Step 3. At $(0,2)$, $\lim_{x\to0^-}f(x)=\frac{2-0}{0+4}=\frac{1}{2}$ and $\lim_{x\to0^+}f(x)=\frac{-2-2}{1-0}=-4$, thus $f'$ does not exist at this point.
Step 4. At $(1,-2)$, $\lim_{x\to1^-}f(x)=\frac{-2-2}{1-0}=-4$ and $\lim_{x\to1^+}f(x)=\frac{-2+2}{4-1}=0$, thus $f'$ does not exist at this point.

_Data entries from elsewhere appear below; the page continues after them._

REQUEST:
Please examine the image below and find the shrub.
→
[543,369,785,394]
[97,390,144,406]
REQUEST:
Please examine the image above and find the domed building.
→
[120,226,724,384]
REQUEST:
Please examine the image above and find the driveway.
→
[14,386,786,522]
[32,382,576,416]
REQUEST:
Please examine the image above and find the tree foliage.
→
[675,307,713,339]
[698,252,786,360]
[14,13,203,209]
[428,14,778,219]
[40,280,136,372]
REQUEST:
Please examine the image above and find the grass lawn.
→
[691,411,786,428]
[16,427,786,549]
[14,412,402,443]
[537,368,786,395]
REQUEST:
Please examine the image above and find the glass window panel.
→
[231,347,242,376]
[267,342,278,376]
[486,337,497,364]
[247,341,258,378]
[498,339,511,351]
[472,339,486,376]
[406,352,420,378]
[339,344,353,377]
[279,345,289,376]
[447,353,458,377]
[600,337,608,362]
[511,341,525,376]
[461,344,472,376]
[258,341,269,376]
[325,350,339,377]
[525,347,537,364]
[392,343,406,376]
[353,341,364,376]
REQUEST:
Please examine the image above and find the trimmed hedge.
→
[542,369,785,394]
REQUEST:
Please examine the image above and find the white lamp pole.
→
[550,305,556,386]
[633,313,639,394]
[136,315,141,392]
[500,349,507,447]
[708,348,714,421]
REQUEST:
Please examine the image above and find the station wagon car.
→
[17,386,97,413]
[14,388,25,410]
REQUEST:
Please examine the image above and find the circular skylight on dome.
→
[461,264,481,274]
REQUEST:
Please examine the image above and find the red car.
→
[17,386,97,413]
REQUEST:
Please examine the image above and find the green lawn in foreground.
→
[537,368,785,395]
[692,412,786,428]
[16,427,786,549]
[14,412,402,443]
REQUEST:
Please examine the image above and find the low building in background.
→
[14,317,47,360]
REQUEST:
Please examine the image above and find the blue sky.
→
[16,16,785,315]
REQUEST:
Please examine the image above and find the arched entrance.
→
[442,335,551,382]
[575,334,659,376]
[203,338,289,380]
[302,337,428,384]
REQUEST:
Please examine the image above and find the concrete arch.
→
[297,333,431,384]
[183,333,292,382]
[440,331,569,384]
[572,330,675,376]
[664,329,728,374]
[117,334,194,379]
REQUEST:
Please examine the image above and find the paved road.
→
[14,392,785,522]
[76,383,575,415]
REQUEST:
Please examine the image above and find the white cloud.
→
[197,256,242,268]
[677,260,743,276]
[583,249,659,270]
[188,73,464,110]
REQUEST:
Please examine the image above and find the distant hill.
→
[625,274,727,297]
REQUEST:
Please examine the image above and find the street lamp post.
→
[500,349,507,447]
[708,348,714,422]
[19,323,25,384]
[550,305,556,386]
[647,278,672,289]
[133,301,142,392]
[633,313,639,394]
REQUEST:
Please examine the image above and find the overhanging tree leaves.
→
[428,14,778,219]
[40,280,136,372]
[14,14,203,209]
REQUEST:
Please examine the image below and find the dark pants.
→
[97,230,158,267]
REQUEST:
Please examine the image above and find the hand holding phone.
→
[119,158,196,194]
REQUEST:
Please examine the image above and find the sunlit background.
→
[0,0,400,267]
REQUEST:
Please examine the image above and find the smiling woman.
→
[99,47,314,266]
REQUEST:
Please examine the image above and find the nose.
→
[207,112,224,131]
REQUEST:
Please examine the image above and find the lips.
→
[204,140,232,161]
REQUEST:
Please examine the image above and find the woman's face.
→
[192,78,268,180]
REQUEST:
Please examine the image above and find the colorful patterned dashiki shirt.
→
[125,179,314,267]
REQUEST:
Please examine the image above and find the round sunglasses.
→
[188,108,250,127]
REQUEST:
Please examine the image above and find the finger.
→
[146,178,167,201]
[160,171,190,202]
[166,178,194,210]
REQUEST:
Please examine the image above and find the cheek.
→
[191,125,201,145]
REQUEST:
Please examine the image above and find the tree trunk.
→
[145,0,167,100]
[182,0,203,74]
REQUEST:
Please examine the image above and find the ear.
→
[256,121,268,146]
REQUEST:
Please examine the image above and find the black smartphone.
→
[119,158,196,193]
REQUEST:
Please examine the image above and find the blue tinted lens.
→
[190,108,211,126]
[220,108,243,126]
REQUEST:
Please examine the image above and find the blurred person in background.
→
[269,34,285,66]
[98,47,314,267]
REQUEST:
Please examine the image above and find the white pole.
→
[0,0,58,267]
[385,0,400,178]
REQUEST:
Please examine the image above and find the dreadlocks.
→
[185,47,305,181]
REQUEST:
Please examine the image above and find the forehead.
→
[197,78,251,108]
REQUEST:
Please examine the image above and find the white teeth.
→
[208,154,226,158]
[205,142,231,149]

Step 4. At $(4,-2)$, $\lim_{x\to4^-}f(x)=\frac{-2+2}{4-1}=0$ and $\lim_{x\to4^+}f(x)=\frac{2+2}{6-4}=2$ thus $f'$ does not exist at this point.
b. To summarize the results above, we have $f'=\frac{1}{2}$ in $(-4,0)$, $f'=-4$ in $(0,1)$, $f'=0$ in $(1,4)$, and $f'=2$ in $(4,6)$. These results are shown in the figure.